There is a new alien language which uses the latin alphabet. However, the order among letters are unknown to you. You receive a list of non-empty words from the dictionary, where words are sorted lexicographically by the rules of this new language. Derive the order of letters in this language.
Example 1:
Given the following words in dictionary,
[
"wrt",
"wrf",
"er",
"ett",
"rftt"
]
The correct order is:"wertf".
Example 2:
Given the following words in dictionary,
[
"z",
"x"
]
The correct order is:"zx".
Example 3:
Given the following words in dictionary,
[
"z",
"x",
"z"
]
The order is invalid, so return"".
Note:
You may assume all letters are in lowercase.
You may assume that if a is a prefix of b, then a must appear before b in the given dictionary.
If the order is invalid, return an empty string.
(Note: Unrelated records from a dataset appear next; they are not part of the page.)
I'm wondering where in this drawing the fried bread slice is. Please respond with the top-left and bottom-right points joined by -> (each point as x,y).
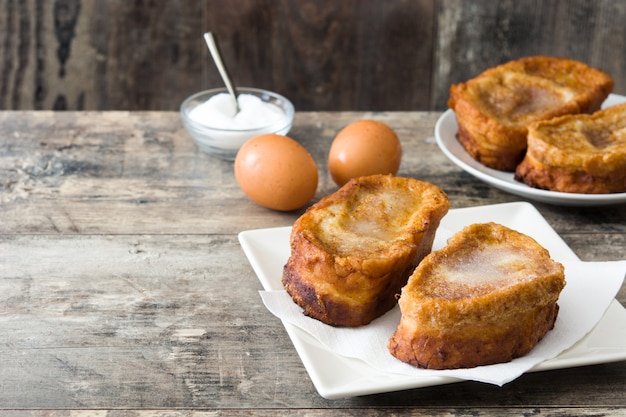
515,103 -> 626,194
282,175 -> 450,327
448,56 -> 614,171
388,223 -> 565,369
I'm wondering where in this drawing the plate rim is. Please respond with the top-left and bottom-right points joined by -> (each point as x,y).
238,201 -> 626,399
434,94 -> 626,206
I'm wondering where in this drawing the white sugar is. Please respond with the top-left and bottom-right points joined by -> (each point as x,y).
189,93 -> 287,130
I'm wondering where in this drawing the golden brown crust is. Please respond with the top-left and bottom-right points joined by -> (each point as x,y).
388,223 -> 565,369
448,56 -> 613,171
282,175 -> 449,326
515,103 -> 626,194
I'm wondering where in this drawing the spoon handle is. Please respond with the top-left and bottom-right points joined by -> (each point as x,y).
204,32 -> 239,112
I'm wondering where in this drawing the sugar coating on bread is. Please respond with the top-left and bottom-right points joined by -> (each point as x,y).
388,223 -> 565,369
282,175 -> 449,326
448,56 -> 614,171
515,103 -> 626,194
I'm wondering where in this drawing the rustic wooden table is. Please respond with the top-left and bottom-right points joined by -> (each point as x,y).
0,112 -> 626,416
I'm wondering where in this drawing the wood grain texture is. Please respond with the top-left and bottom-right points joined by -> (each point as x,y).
0,111 -> 626,417
0,0 -> 626,111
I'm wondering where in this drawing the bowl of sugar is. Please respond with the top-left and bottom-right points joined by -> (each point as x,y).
180,87 -> 295,161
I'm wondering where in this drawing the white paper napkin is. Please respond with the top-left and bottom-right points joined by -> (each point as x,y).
260,261 -> 626,386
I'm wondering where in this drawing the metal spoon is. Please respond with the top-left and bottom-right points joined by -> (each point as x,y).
204,32 -> 239,114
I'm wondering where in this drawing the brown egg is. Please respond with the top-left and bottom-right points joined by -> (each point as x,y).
235,134 -> 318,211
328,120 -> 402,186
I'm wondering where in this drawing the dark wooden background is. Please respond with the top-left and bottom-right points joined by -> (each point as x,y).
0,0 -> 626,111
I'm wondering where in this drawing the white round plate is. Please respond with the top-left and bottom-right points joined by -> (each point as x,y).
435,94 -> 626,207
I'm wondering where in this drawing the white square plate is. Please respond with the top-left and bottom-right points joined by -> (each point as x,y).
239,203 -> 626,399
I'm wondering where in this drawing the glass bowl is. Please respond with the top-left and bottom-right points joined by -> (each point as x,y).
180,87 -> 295,161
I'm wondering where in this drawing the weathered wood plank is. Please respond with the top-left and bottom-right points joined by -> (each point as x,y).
0,0 -> 434,110
0,111 -> 626,416
0,235 -> 626,409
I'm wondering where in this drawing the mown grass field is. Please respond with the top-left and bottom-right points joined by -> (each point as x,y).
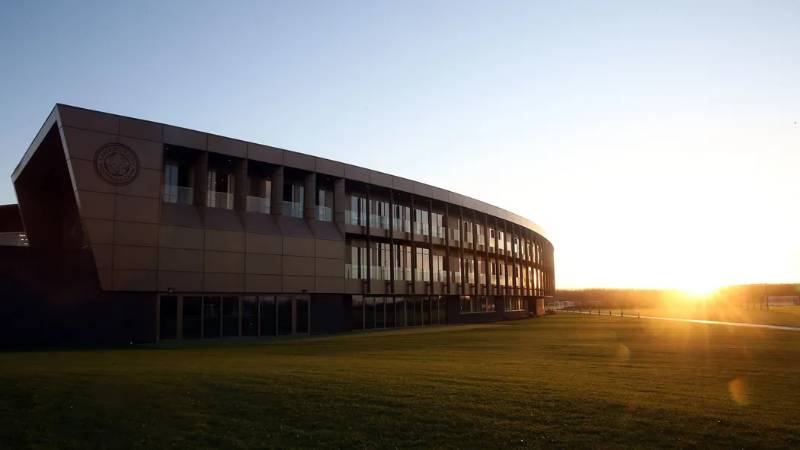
0,314 -> 800,449
593,302 -> 800,327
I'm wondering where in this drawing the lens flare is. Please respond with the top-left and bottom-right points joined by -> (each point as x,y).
728,377 -> 750,406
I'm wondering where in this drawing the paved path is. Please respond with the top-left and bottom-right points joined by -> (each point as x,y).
564,311 -> 800,331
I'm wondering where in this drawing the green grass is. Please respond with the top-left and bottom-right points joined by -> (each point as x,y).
0,314 -> 800,448
593,302 -> 800,327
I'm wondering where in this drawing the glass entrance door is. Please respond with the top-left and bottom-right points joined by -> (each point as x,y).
156,294 -> 311,340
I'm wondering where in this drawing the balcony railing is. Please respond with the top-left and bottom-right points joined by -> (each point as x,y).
161,184 -> 194,205
206,191 -> 233,209
369,214 -> 389,230
247,195 -> 271,214
394,267 -> 411,281
282,201 -> 303,219
344,209 -> 367,226
317,205 -> 333,222
0,231 -> 30,247
369,266 -> 390,281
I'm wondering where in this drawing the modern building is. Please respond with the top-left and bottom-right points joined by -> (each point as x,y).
0,105 -> 555,342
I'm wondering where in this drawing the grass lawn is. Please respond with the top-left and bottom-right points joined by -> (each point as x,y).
594,302 -> 800,327
0,314 -> 800,449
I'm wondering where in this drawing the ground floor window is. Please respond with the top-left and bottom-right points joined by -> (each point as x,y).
505,297 -> 528,311
351,295 -> 447,330
158,295 -> 311,339
458,295 -> 495,314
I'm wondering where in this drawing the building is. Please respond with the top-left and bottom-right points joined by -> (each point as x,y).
0,105 -> 555,342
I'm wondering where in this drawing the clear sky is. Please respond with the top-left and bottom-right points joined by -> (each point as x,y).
0,0 -> 800,289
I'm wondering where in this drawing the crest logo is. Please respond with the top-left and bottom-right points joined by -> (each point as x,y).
94,142 -> 139,186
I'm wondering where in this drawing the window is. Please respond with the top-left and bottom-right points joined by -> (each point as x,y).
450,219 -> 461,242
392,205 -> 411,233
162,161 -> 194,205
431,213 -> 446,239
247,178 -> 272,214
345,194 -> 367,227
505,297 -> 528,311
449,256 -> 461,283
433,253 -> 447,283
459,295 -> 495,314
283,182 -> 305,219
394,244 -> 411,281
415,247 -> 431,281
369,199 -> 389,230
476,258 -> 486,285
369,242 -> 391,281
462,221 -> 472,244
345,240 -> 367,280
206,167 -> 235,209
414,209 -> 430,236
317,189 -> 333,222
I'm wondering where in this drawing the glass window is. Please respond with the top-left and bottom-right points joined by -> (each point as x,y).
317,188 -> 333,222
294,295 -> 311,334
158,295 -> 178,339
203,297 -> 222,338
345,239 -> 367,280
276,295 -> 292,335
369,242 -> 391,281
375,297 -> 386,328
162,161 -> 194,205
414,208 -> 430,236
364,297 -> 375,330
394,297 -> 407,327
183,296 -> 203,339
242,296 -> 258,336
222,297 -> 239,336
206,167 -> 236,209
384,297 -> 396,328
416,247 -> 431,281
258,295 -> 277,336
351,295 -> 364,330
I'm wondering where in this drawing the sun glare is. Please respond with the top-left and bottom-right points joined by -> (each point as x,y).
681,281 -> 719,300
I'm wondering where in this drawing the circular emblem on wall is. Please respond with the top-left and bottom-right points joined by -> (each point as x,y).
94,142 -> 139,186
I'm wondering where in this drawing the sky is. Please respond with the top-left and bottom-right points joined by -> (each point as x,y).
0,0 -> 800,290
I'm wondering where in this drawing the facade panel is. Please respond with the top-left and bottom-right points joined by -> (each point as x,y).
4,105 -> 555,344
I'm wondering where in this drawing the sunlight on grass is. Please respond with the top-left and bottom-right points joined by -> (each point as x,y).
0,314 -> 800,448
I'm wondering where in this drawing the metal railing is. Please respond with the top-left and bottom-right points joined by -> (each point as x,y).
317,205 -> 333,222
247,195 -> 271,214
206,191 -> 233,209
281,200 -> 303,219
161,184 -> 194,205
0,231 -> 30,247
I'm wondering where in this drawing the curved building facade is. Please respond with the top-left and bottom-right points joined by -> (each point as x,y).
0,105 -> 555,341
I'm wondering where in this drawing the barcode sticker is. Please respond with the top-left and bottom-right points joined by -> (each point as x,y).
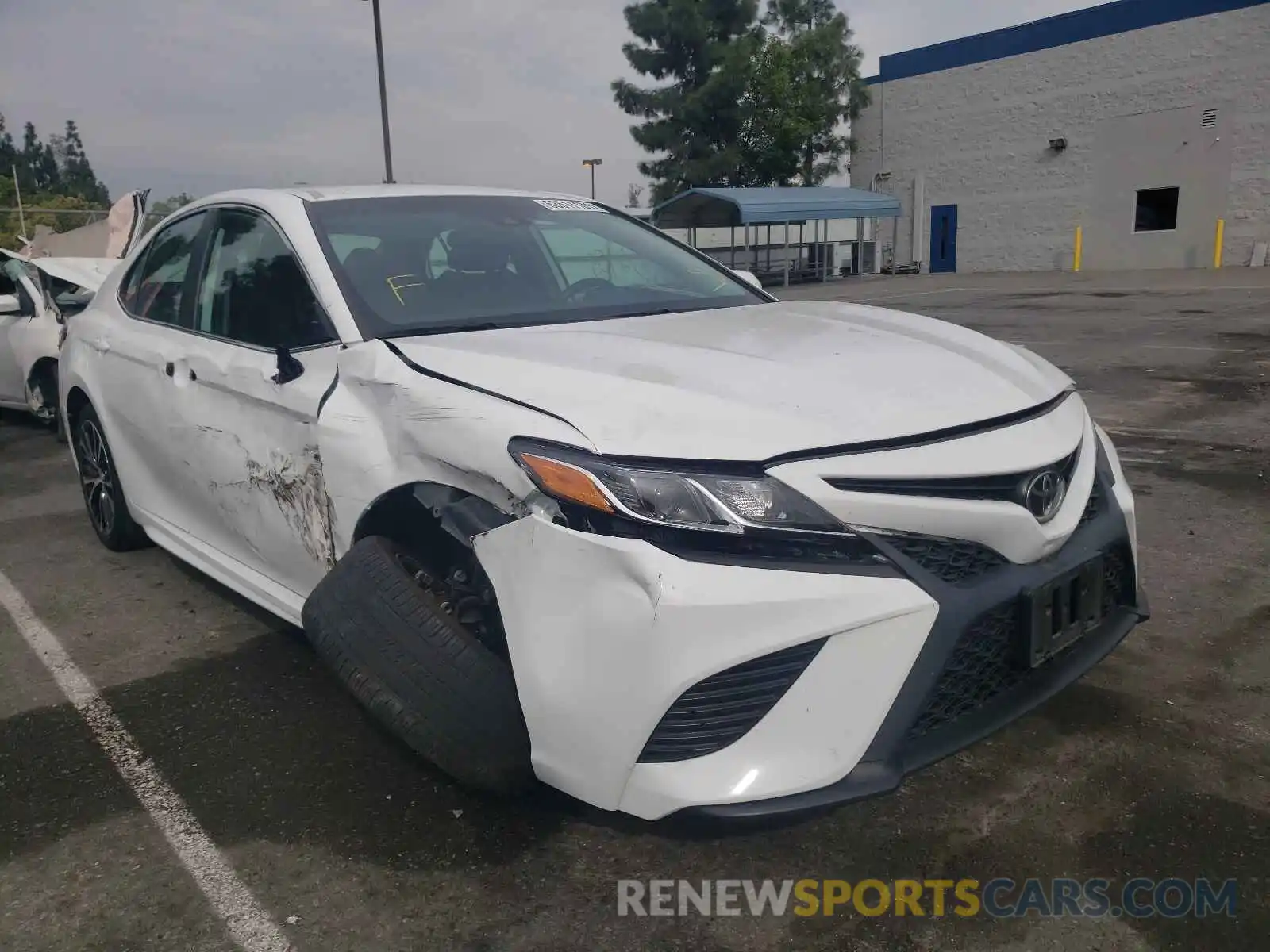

There may be multiple valid order of letters, return any one of them is fine.
2. Implementation
(1) BFS
class Solution {
public String alienOrder(String[] words) {
if (words == null || words.length == 0) {
return "";
}
Map<Character, Integer> inDegree = new HashMap<>();
Map<Character, Set<Character>> adjList = new HashMap<>();
for (String word : words) {
for (char c : word.toCharArray()) {
inDegree.put(c, 0);
}
}
for (int i = 0; i < words.length - 1; i++) {
String curWord = words[i];
String nextWord = words[i + 1];
for (int j = 0; j < Math.min(curWord.length(), nextWord.length()); j++) {
char c1 = curWord.charAt(j);
char c2 = nextWord.charAt(j);
// We can only know the lexicographical order from the first two different words
if (c1 != c2) {
Set<Character> set = adjList.getOrDefault(c1, new HashSet<>());
if (!set.contains(c2)) {
set.add(c2);
adjList.put(c1, set);
inDegree.put(c2, inDegree.get(c2) + 1);
}
break;
}
// This is not lexicographically order
else if (j + 1 < curWord.length() && j + 1 == nextWord.length()) {
return "";
}
}
}
Queue<Character> queue = new LinkedList<>();
for (char key: inDegree.keySet()) {
if (inDegree.get(key) == 0) {
queue.add(key);
}
}
StringBuilder res = new StringBuilder();
while (!queue.isEmpty()) {
char curC = queue.remove();
res.append(curC);
if (adjList.containsKey(curC)) {
for (char nextC : adjList.get(curC)) {
inDegree.put(nextC, inDegree.get(nextC) - 1);
if (inDegree.get(nextC) == 0) {
queue.add(nextC);
}
}
}
}
return res.length() == inDegree.size() ? res.toString() : "";
}
}